Manifestantes antidemocráticos que invadiram o Palácio do Planalto, o Congresso Nacional e o Supremo Tribunal Federal (STF), neste domingo (8), deixaram um verdadeiro rastro de destruição. Além do roubo de armas e munições do Gabinete de Segurança Institucional (GSI) e de diversas peças do acervo; da depredação de gabinetes e dos salões; da vandalização de equipamentos eletrônicos, do mobiliário e da estrutura dos próprios edifícios, muitos objetos de arte foram danificados.

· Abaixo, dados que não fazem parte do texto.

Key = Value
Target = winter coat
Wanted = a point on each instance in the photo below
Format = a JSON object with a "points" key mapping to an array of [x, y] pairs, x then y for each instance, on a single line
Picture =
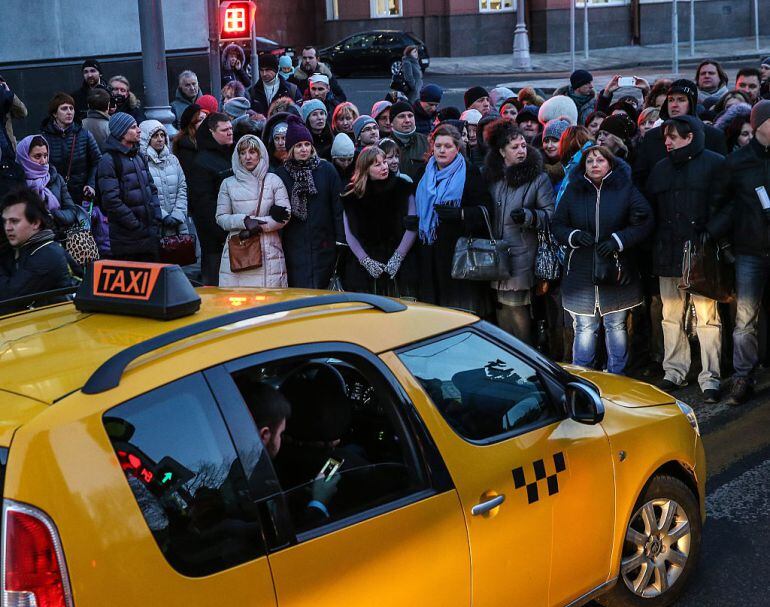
{"points": [[239, 196], [739, 213], [604, 212], [129, 199], [38, 265], [309, 246], [85, 155], [524, 186], [410, 68], [98, 124], [681, 190], [435, 260], [213, 164], [168, 177]]}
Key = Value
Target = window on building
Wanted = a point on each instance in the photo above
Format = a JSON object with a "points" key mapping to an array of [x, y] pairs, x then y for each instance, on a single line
{"points": [[495, 6], [386, 8]]}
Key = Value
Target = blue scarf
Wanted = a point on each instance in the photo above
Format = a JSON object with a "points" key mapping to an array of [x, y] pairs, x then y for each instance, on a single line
{"points": [[438, 186]]}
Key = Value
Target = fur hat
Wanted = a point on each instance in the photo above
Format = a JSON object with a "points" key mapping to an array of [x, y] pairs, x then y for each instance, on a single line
{"points": [[559, 106]]}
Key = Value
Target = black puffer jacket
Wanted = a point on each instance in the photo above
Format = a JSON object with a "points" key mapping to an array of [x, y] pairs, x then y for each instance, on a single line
{"points": [[739, 212], [213, 164], [85, 155], [680, 190], [129, 199]]}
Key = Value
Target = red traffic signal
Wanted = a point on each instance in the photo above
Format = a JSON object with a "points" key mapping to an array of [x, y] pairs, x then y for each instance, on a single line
{"points": [[235, 18]]}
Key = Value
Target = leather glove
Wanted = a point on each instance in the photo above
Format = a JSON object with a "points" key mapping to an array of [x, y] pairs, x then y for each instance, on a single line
{"points": [[411, 223], [582, 238], [446, 213], [393, 265], [518, 216], [607, 247], [375, 268], [279, 213]]}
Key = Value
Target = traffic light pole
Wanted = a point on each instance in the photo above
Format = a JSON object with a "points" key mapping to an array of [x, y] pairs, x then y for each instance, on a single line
{"points": [[157, 105]]}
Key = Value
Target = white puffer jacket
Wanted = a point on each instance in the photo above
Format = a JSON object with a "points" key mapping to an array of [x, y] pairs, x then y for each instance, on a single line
{"points": [[167, 175], [238, 198]]}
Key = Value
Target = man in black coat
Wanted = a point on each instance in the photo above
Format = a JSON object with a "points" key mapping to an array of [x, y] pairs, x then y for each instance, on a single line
{"points": [[34, 263], [129, 197], [680, 189], [681, 99], [212, 166], [743, 203]]}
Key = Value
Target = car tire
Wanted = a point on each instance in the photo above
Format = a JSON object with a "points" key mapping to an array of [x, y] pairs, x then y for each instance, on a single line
{"points": [[650, 555]]}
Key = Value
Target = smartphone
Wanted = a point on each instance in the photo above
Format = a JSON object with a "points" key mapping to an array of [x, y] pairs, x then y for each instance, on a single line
{"points": [[330, 468]]}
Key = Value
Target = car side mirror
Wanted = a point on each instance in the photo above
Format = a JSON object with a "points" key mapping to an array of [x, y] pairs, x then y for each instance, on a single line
{"points": [[583, 404]]}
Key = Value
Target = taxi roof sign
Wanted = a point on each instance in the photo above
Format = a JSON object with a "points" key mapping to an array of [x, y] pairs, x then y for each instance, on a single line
{"points": [[152, 290]]}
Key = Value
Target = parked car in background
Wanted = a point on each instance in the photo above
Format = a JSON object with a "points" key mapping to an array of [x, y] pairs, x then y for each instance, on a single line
{"points": [[373, 51]]}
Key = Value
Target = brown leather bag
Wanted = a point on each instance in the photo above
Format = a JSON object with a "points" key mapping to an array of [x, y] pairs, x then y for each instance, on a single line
{"points": [[246, 254]]}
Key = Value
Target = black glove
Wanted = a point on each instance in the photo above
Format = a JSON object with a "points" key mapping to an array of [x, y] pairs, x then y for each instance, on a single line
{"points": [[411, 222], [607, 247], [279, 213], [446, 213], [518, 216], [582, 238]]}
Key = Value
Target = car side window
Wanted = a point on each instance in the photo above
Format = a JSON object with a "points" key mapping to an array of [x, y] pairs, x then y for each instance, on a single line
{"points": [[181, 465], [483, 391], [345, 450]]}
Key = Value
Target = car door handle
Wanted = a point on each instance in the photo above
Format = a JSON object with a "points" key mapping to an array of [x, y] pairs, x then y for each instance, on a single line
{"points": [[484, 507]]}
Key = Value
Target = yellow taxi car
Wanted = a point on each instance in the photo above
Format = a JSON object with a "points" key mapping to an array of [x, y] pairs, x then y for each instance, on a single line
{"points": [[166, 446]]}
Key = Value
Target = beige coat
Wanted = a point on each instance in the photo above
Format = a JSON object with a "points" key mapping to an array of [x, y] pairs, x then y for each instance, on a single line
{"points": [[238, 198]]}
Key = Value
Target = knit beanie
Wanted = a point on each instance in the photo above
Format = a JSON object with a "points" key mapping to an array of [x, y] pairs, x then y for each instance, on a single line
{"points": [[360, 123], [473, 94], [343, 147], [559, 106], [555, 128], [379, 107], [237, 107], [580, 77], [399, 107], [208, 103], [268, 61], [120, 122], [760, 113], [431, 93], [310, 106], [296, 132]]}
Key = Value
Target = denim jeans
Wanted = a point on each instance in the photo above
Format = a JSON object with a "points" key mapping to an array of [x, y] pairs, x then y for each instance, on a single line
{"points": [[616, 337], [676, 362], [751, 274]]}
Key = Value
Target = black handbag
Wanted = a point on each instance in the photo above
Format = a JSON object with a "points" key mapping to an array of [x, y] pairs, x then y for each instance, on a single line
{"points": [[481, 258]]}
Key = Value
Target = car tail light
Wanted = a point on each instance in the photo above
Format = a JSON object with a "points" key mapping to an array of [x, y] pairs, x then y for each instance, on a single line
{"points": [[34, 573]]}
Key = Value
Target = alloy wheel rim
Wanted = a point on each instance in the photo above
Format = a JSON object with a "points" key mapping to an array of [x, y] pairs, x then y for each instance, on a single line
{"points": [[656, 548]]}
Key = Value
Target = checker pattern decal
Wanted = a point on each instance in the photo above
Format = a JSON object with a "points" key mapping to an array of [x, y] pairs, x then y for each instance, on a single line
{"points": [[539, 473]]}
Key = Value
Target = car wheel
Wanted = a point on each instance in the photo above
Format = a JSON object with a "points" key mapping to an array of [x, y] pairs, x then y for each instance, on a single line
{"points": [[661, 547]]}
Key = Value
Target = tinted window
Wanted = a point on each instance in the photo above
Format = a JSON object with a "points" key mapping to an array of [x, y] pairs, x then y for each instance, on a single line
{"points": [[181, 465], [482, 390]]}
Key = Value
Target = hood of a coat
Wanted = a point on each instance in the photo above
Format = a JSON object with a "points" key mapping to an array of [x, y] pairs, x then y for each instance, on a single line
{"points": [[259, 172]]}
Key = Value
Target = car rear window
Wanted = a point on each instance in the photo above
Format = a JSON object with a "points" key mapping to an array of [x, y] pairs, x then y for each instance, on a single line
{"points": [[182, 468]]}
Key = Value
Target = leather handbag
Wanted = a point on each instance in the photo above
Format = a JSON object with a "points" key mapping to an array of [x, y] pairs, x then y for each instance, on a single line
{"points": [[178, 249], [481, 258], [246, 254]]}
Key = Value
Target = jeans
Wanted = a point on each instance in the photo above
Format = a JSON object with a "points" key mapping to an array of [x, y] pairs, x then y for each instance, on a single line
{"points": [[616, 336], [676, 361], [751, 274]]}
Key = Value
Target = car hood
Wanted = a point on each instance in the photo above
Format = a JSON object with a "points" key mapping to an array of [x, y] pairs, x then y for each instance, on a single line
{"points": [[621, 390]]}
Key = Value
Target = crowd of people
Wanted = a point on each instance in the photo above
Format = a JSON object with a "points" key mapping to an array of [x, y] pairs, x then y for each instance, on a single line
{"points": [[614, 183]]}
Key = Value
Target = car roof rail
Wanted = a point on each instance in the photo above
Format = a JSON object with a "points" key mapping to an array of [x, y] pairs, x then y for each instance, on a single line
{"points": [[109, 373]]}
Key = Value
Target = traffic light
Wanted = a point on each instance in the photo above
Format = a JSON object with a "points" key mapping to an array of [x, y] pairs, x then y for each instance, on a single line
{"points": [[235, 18]]}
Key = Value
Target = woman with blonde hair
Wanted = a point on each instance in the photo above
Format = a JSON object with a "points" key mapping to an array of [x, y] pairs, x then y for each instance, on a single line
{"points": [[376, 206], [253, 202]]}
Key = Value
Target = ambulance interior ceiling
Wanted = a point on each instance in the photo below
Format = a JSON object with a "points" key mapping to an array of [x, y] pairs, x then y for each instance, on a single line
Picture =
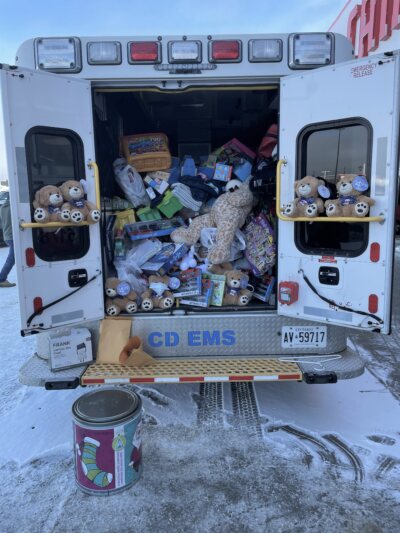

De acordo com o g1, no fim da manhã desta segunda-feira (9), o Planalto divulgou uma lista com as principais obras barbarizadas pelos extremistas. Confira:

 

- Tela Bandeira do Brasil (1995), de Jorge Eduardo — a pintura que reproduz a bandeira nacional hasteada em frente à sede do governo foi encontrada boiando na água que inundou todo o térreo, após vândalos abrirem os hidrantes instalados;

- Galeria dos ex-presidentes — o espaço foi completamente destruído, junto com todas as fotografias, que foram retiradas da parede, jogadas ao chão e tiveram suas molduras quebradas;

- O corredor que dá acesso às salas dos ministérios foi brutalmente destruído. Muitos quadros e fotografias foram rasurados ou quebrados;

- Quadro As mulatas, de Di Cavalcanti — localizada no Salão Nobre do Palácio do Planalto, a principal pintura do acervo foi esfaqueada sete vezes pelos invasores. A obra está avaliada em R$ 8 milhões, mas, em função da importância de seu pintor para a História da Arte, a peça pode alcançar valores até cinco vezes maiores, em leilões;

- O Flautista, de Bruno Jorge — esculpida em bronze, a peça, que está avaliada em R$ 250 mil, foi totalmente destruída. Pedaços foram encontrados espalhados pelo salão do Planalto;

- Escultura de Frans Krajcberg — confeccionada em madeira, a obra foi quebrada em diversos pontos. Os galhos que a constituíam foram atirados para fora do prédio. O valor da peça está orçado em R$ 300 mil;

- Mesa de trabalho de Juscelino Kubitscheck — a relíquia histórica ficava exposta no salão principal e foi usada como barricada, pelos terroristas;

- Mesa-vitrine de Sérgio Rodrigues — o móvel que abriga informações do presidente em exercício teve o vidro quebrado;

- Relógio de Pêndulo Balthazar Martinot — outra relíquia histórica completamente destruída. A peça do Século XVII foi um presente da Corte Francesa a Dom João VI. Seu nome alude ao do seu criador, que era relojoeiro de Luís XIV. Apenas dois relógios do autor existem no mundo. O outro pertence ao acervo no Palácio de Versailles, na França e tem a metade do tamanho da peça danificada pelos bolsonaristas. O valor a obra é inestimável.

Ainda segundo o g1, o ministro da Secretaria de Comunicação Social, Paulo Pimenta, informou que o único espaço não depredado pelos invasores foi o gabinete do presidente, por ser blindado.